The Journal of clinical endocrinology and metabolism; 2004 Aug;89(8):3943-8. PMID: 15292331
Clinical Research Center, Joslin Diabetes Center, Harvard Medical School, Boston, Massachusetts 02215, USA.
AbstractThe effect of metformin (1000 mg twice a day) on markers of endothelial activation, inflammation, and coagulation was investigated in subjects with impaired glucose tolerance (IGT) in a 16-wk, randomized, placebo-controlled, double-blind study. Soluble intercellular adhesion molecule, soluble vascular cell adhesion molecule, C-reactive protein, TNFalpha, von Willebrand factor, and tissue plasminogen activator were measured at baseline and at the end of the trial. Subjects with IGT (n = 55, 14 males and 41 females), aged 48.4 +/- 9.6 yr with a body mass index of 31.4 +/- 5.6 kg/m(2), were studied. All participants followed a 1-month stabilization period in their diet and physical activity. Afterward, 29 subjects were assigned to the treatment group and 26 to the control group.
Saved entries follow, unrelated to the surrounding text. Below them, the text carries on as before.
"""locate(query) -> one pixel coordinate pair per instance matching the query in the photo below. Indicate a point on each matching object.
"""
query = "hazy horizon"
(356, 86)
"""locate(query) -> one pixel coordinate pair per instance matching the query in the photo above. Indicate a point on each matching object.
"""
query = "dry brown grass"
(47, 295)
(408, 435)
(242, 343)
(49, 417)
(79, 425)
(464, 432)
A significant reduction in weight, fasting plasma glucose, soluble intercellular adhesion molecule (306 +/- 75 vs. 268 +/- 61 ng/ml, P = 0.029), soluble vascular cell adhesion molecule (595 +/- 114 vs. 508 +/- 126 ng/ml, P = 0.006), and von Willebrand factor (124 +/- 34 vs. 94 +/- 34%, P = 0.001) was seen in the treatment group, whereas tissue plasminogen activator, TNFalpha, and C-reactive protein levels did not change. No change was seen in the control group. Thus, metformin improves the plasma levels of some markers of endothelial activation and coagulation in subjects with IGT, whereas it has no effect on markers of inflammation.